REPUBLIKA.CO.ID, JAKARTA -- Bank Indonesia akan tetap menganut kebijakan moneter dan makroprudensial yang akomodatif pada 2021. Gubernur BI, Perry Warjiyo menyampaikan BI akan menggunakan segala instrumen kebijakannya untuk menjaga stabilitas ekonomi.
"Untuk tahun 2021 kami akan terus melanjutkan kebijakan moneter dan makroprudensial yang akomodatif. Tentu bentuk instrumennya akan kami sesuaikan dengan pemantauan kami," kata Perry dalam Konferensi pers Komite Stabilitas Sistem Keuangan (KSSK) Kuartal III 2020, Selasa (27/10).
Baik dari sisi perkembangan ekonomi baik global, domestik, maupun kondisi sektor keuangan secara keseluruhan.

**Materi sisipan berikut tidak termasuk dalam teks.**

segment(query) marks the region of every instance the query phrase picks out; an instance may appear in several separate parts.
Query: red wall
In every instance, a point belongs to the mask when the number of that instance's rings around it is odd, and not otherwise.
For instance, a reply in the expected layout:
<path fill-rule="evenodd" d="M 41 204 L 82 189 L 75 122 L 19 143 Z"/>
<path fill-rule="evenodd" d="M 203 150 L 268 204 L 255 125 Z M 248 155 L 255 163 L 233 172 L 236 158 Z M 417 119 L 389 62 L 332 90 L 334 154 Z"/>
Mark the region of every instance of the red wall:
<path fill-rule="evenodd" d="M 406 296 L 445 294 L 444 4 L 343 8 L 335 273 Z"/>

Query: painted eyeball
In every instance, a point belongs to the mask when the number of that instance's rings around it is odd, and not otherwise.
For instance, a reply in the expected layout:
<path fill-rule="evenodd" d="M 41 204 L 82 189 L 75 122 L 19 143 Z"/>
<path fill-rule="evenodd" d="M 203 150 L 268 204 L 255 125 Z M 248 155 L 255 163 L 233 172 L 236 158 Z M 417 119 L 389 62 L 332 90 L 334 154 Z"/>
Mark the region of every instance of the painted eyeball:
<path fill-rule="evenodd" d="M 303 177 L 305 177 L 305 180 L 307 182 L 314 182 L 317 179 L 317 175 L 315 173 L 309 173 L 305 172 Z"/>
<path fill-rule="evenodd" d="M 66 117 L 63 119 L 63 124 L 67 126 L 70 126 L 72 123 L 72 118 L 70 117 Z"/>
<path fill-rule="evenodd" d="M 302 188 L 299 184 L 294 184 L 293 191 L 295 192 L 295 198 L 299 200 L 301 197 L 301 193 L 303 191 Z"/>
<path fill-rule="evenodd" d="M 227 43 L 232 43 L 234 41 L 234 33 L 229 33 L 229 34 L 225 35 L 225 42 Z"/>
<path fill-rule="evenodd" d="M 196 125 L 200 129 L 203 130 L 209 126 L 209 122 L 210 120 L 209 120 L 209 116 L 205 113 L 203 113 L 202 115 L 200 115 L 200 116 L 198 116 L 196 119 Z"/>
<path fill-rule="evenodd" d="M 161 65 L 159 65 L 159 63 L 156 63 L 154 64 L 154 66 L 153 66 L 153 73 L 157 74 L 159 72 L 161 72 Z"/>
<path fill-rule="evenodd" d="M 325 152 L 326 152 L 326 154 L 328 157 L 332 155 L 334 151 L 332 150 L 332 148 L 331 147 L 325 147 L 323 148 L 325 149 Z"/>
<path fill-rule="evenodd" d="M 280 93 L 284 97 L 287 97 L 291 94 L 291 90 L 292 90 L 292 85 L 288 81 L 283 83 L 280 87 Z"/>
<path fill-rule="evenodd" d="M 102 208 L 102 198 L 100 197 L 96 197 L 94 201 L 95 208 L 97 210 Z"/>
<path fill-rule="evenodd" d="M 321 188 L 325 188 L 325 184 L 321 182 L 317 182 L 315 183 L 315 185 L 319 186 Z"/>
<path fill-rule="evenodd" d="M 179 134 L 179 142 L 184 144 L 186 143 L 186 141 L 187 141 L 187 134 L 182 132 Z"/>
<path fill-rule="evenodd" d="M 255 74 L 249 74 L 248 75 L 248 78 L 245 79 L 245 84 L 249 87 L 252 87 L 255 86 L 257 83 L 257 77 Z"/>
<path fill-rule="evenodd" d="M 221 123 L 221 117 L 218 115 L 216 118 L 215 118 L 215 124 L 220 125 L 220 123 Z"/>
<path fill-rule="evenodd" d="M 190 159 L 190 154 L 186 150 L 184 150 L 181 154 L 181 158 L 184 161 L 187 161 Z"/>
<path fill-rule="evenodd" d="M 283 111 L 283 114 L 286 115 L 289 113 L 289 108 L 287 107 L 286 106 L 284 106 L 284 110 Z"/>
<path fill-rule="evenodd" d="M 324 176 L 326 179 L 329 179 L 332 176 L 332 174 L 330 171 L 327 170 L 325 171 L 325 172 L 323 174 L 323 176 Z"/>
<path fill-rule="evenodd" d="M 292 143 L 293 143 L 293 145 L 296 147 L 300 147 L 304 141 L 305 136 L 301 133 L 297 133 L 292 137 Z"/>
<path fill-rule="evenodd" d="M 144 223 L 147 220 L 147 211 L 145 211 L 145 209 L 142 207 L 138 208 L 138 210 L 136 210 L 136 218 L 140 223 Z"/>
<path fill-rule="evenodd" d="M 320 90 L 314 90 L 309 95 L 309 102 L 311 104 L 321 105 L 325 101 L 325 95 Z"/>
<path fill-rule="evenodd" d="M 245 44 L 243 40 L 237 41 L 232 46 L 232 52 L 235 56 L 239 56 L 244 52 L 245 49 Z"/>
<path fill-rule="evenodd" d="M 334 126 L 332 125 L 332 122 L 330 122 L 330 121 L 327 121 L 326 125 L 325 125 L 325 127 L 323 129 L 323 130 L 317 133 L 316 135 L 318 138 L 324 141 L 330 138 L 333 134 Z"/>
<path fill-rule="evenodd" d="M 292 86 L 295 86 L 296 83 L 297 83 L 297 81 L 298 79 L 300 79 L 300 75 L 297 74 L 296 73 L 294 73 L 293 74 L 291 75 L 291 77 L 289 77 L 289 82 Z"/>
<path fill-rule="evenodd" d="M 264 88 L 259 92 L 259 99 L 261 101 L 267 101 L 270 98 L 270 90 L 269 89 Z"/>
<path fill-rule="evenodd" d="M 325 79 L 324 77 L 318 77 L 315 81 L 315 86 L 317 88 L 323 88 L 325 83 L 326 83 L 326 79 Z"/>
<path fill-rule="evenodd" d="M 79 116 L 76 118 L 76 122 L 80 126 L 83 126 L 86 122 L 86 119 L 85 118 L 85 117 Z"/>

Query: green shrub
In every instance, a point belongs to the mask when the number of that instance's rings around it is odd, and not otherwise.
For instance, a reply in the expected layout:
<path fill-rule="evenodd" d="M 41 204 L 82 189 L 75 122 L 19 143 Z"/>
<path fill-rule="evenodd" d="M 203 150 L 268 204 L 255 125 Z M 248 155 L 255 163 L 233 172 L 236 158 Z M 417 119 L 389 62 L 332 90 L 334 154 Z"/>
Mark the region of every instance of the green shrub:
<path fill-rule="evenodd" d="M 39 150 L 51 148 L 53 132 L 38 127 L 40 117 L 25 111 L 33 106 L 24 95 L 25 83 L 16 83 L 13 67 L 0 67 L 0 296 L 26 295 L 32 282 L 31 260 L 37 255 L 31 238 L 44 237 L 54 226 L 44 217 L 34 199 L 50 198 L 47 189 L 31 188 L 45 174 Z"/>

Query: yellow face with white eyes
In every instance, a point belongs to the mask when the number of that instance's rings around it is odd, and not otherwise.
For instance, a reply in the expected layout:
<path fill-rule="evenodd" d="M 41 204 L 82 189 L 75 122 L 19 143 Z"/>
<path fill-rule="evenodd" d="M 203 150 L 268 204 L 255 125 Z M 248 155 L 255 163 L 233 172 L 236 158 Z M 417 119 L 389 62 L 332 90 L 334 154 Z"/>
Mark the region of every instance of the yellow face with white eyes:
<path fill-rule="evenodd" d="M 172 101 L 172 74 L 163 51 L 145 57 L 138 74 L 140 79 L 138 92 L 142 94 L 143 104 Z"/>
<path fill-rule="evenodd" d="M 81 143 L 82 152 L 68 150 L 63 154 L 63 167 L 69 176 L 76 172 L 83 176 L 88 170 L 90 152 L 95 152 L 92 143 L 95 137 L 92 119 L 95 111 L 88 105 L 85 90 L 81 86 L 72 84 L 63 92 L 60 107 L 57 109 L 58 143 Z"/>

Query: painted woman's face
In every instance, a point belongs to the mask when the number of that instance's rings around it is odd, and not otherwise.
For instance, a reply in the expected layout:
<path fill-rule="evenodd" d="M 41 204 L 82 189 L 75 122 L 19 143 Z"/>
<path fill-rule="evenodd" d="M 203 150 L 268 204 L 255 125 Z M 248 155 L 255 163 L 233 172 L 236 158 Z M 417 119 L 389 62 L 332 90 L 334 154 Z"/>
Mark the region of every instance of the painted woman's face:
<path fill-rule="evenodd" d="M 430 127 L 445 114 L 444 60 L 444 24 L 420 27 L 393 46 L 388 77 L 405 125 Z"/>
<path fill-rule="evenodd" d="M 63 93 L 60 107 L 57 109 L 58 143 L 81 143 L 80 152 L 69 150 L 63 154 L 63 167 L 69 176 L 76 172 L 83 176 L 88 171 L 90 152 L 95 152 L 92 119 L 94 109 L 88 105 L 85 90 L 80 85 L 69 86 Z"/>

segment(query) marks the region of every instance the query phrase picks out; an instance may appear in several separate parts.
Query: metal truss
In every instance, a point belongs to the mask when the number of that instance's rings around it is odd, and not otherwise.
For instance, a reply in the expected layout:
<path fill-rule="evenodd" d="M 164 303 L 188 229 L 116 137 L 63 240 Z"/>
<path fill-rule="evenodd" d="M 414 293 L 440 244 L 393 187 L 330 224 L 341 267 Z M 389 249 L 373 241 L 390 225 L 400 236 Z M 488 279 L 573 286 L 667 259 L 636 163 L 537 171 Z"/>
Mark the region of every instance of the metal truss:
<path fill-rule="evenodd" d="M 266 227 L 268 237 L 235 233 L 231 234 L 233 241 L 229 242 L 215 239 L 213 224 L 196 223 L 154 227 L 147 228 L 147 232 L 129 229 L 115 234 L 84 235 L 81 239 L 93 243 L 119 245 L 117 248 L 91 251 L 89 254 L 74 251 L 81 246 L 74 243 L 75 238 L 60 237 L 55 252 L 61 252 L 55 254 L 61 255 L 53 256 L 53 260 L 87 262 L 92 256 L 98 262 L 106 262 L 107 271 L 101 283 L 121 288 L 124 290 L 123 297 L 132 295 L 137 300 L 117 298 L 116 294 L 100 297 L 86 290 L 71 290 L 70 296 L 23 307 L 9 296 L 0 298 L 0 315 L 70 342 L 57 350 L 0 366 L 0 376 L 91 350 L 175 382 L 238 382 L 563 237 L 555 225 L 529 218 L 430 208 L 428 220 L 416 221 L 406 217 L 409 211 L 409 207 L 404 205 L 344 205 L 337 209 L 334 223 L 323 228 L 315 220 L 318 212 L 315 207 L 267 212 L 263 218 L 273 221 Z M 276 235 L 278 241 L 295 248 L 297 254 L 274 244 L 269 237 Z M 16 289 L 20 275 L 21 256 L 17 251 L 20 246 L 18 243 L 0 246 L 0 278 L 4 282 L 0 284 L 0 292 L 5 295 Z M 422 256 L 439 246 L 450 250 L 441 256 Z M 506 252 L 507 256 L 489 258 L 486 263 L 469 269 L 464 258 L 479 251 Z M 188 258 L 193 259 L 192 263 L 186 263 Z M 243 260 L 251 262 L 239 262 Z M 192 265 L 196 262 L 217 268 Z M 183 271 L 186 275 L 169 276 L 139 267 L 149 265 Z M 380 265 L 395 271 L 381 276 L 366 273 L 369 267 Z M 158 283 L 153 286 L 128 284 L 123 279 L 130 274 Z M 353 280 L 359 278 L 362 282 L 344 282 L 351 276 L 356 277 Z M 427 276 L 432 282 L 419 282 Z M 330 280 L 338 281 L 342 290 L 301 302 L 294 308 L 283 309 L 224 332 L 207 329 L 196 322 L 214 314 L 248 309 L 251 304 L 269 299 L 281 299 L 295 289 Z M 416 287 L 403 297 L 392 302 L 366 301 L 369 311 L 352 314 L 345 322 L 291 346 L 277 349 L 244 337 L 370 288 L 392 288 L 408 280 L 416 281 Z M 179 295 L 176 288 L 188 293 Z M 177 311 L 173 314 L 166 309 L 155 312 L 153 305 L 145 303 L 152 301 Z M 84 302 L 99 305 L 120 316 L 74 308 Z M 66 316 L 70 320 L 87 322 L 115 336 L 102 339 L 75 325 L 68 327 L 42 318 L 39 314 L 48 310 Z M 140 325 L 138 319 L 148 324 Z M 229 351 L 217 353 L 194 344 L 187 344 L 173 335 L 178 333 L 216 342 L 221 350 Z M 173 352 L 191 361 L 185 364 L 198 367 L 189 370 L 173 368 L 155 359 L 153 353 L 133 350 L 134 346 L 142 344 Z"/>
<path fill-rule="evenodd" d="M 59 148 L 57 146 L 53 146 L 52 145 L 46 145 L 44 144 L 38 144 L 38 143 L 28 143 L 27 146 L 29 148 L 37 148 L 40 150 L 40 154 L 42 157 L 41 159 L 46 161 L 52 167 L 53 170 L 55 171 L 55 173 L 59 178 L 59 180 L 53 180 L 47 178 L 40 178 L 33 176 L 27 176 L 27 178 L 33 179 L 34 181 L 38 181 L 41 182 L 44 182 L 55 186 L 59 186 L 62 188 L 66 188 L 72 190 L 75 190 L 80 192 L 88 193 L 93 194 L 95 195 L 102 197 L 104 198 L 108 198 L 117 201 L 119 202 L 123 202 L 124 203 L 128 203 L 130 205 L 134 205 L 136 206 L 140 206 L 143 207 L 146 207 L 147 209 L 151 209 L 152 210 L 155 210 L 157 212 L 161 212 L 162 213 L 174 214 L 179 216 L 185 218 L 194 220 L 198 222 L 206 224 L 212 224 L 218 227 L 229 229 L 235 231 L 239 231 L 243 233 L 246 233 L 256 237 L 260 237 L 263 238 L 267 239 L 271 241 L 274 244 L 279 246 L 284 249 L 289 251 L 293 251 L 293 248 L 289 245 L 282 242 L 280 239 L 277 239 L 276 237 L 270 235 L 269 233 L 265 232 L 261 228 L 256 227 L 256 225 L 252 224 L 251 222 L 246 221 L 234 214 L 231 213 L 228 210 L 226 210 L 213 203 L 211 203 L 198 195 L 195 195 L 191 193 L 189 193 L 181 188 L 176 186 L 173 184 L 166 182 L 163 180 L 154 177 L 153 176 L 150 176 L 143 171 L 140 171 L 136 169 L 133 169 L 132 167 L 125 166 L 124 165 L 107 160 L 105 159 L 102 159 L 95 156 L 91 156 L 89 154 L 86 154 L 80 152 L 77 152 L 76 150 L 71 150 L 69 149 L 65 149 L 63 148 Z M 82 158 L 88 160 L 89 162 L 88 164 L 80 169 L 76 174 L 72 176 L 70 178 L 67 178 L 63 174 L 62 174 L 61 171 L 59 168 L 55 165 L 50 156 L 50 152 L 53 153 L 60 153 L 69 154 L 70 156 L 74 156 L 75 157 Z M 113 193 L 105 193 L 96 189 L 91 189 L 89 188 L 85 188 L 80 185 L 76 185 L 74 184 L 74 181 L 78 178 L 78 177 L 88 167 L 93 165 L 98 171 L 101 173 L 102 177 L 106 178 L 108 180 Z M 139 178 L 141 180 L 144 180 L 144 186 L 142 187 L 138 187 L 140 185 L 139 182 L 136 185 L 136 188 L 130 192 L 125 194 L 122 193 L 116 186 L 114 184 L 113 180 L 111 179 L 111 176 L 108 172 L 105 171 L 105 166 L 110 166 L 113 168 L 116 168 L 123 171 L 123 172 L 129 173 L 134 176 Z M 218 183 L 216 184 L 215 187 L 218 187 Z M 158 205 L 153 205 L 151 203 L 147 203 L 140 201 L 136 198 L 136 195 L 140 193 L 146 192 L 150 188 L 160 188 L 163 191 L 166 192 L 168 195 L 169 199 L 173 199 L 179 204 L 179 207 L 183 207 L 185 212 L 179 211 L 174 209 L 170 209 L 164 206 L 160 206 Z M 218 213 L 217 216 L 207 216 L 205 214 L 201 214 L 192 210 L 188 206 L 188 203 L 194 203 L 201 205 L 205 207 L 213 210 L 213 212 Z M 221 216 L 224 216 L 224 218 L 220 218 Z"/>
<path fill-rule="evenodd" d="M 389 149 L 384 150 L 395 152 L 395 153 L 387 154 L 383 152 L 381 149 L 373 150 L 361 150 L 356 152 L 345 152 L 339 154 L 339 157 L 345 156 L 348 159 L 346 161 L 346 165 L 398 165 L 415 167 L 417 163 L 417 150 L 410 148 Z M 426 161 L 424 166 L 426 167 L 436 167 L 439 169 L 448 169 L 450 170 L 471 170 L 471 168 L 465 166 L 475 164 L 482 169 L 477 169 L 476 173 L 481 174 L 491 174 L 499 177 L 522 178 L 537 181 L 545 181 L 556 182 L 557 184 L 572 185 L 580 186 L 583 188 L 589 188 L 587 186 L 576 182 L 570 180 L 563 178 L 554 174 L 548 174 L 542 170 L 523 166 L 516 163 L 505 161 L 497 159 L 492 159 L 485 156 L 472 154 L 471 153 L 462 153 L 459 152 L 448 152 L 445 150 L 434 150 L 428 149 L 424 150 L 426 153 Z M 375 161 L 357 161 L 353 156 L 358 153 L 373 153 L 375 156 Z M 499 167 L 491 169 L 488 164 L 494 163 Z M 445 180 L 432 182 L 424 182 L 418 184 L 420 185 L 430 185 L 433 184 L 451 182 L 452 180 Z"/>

Semua indikator dibahas dalam Rapat Dewan Gubernur (RDG) bulanan yang terus update secara berkesinambungan.
Perry optimistis ekonomi Indonesia di tahun depan akan lebih baik dengan pertumbuhan ekonomi lebih tinggi. Inflasi diproyeksi juga akan tetap terkendali, tingkat Defisit Transaksi Berjalan (CAD) juga masih rendah yakni sekitar 1,5 persen Produk Domestik Bruto (PDB).
"Tahun depan, kami meyakini aliran portofolio asing ke Indonesia juga akan lebih besar, baik untuk pendanaan APBN, pasar modal, dan juga untuk mendukung pertumbuhan ekonomi kita," kata dia.
Ini pun tentu saja akan mendukung stabilitas nilai tukar rupiah. Sementara itu, sepanjang 2020, BI terus melanjutkan kegiatan stabilisasi sistem moneter dan makroprudensial yang longgar. Selama kuartal III 2020, suku bunga kebijakan BI kembali diturunkan 25 bps menjadi empat persen.
Dengan demikian pada tahun 2020 BI sudah menurunkan 100 bps atau 200 bps sejak Juli 2019. BI juga memperkuat bauran kebijakan. Pertama melanjutkan kebijakan stabilisasi nilai tukar rupiah sejalan dengan fundamental dan mekanisme pasar.
Kedua, melanjutkan ekspansi atau injeksi likuiditas atau yang biasa disebut Quantitative Easing ke pasar keuangan dan perbankan. Ketiga, melanjutkan komitmen pendanaan APBN tahun 2020 melalui pembelian surat utang negara dari pasar perdana serta mendukung program pemulihan ekonomi nasional.
Keempat, memperpanjang periode insentif kelonggaran Giro Wajib Minimum (GWM) sebesar 50 bps bagi bank yang melakukan kredit UMKM. Serta, ekspor impor, kredit non UMKM sektor prioritas dalam program ekonomi nasional sampai 30 Juni 2021.
Kelima, memberikan jasa giro kepada bank yang memenuhi kewajiban GWM dalam rupiah. Dan keenam, melanjutkan perluasan akseptasi QRIS untuk percepatan pemulihan ekonomi dan keuangan digital khususnya UMKM sebagai bagian dari upaya pemulihan ekonomi nasional.